Being in the military isn’t just about crawling along the ground in camouflage and shooting up the bad guys, à la Tom Hanks in his pre-Wilson days. The U.S. Armed Forces also employ technicians, engineers, computer specialists, and more. These computer gurus are totally welcome to wear camo too, but it probably won't be necessary unless they plan to be doing most of their cryptology in the underbrush. Well, they might, but we haven't seen any movies about that yet.
The ASVAB (pronounced AZ-vab, as opposed to…other pronunciations) is a tool used by military recruiters to gauge whether an applicant is qualified for enlistment. The test is open to all eligible candidates for the Armed Forces, although it's usually taken only by those who are not fatigued by the idea of dressing regularly in fatigues.

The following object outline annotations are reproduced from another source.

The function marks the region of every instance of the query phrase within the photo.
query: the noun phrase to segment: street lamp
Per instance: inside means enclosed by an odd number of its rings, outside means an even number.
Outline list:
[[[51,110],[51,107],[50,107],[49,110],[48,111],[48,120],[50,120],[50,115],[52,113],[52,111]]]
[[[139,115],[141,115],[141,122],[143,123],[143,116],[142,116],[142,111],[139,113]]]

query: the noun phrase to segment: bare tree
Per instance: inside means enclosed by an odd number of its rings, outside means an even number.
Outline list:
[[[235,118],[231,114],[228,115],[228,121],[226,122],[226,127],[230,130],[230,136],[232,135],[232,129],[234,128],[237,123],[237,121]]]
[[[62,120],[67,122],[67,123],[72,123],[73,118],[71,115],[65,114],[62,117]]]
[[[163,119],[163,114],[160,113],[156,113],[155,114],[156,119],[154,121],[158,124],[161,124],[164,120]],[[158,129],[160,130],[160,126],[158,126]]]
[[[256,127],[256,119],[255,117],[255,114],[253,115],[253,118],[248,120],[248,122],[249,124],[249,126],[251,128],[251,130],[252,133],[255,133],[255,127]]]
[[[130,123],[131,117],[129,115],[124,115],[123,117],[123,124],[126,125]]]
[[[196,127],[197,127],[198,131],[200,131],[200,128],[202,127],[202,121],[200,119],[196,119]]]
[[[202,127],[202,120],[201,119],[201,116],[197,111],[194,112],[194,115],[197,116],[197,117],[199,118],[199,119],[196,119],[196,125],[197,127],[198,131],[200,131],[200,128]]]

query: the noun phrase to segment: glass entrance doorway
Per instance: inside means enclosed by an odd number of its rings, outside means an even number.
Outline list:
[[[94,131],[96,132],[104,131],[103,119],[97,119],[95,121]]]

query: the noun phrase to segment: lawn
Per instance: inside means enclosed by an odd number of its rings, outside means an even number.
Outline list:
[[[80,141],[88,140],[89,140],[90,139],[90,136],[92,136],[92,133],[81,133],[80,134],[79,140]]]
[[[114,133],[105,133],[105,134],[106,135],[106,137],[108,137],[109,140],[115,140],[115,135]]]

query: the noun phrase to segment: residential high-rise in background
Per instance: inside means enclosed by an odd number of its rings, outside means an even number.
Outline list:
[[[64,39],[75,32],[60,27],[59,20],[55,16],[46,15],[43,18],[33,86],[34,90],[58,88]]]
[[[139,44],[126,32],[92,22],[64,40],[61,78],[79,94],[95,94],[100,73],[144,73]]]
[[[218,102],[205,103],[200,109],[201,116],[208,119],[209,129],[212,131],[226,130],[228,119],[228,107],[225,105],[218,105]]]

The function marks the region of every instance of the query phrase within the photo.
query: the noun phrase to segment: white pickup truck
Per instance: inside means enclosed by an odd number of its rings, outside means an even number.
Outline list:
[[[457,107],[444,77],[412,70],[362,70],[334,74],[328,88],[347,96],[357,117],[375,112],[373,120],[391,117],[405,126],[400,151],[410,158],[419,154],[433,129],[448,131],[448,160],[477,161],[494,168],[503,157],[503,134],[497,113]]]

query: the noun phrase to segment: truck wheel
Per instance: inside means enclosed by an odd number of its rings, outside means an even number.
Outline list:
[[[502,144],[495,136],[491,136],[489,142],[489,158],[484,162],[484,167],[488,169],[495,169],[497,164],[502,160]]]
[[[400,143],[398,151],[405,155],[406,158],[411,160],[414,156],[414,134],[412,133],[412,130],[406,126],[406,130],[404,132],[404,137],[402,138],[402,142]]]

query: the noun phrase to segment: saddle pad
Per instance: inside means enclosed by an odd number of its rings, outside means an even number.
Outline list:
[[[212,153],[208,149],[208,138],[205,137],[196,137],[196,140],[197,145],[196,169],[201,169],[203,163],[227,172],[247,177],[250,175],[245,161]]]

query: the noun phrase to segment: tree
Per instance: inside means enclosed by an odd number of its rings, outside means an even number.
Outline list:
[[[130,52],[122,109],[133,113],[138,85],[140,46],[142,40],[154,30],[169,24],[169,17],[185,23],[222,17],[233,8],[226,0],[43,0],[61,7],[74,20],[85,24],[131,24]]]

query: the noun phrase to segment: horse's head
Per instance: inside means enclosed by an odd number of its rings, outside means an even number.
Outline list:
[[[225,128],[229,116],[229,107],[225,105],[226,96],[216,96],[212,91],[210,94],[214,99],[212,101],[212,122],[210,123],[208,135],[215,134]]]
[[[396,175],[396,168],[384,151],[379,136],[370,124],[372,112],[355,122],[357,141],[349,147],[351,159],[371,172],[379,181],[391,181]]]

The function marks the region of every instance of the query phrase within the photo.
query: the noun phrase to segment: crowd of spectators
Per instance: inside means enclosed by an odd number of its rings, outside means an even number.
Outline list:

Shmoop, a publisher of digital curriculum and test prep, announces the launch of its new ASVAB Guide, which will get students in tip-top shape before taking the test…so they don’t feel ambushed.
In this guide, you will:
• Test your word problem prowess by breezing through a bunch of arithmetic reasoning problems. You didn’t think this would be what someone might mean when asking a staff sergeant about their “Division,” did you?
• Learn how your ability to put together tangrams will factor into your military placement. Let’s get ready to rhombus.
• Discover what Sir Isaac Newton and Yoda have in common. Hint: They’re both masters at wielding a Force. Well, a force, anyway. You’ll also learn which one of them said, “For every action, an equal and opposite reaction there is.” Or something like that.
• Find the main idea of a four-sentence paragraph in 60 seconds or less. This skill may not come in handy on the front lines, but it will be more useful than you might imagine. Your drill sergeant might go off on a protracted diatribe, for example, but the main point is that you need to get down and give him 50.
• Apply physics skills to mechanical comprehension questions like a boss. What’s more fun than applied physics? Correct answer: Nothing. In fact, you hope they replace the Super Bowl with a televised “Applied Physics-thon.” Now you’re getting it.
If you want to be all you can be and score all you can score, Shmoop’s ASVAB Guide will prepare you to take the test and handle whatever those sneaky test-makers may throw at you. Even when they pull out the heavy artillery.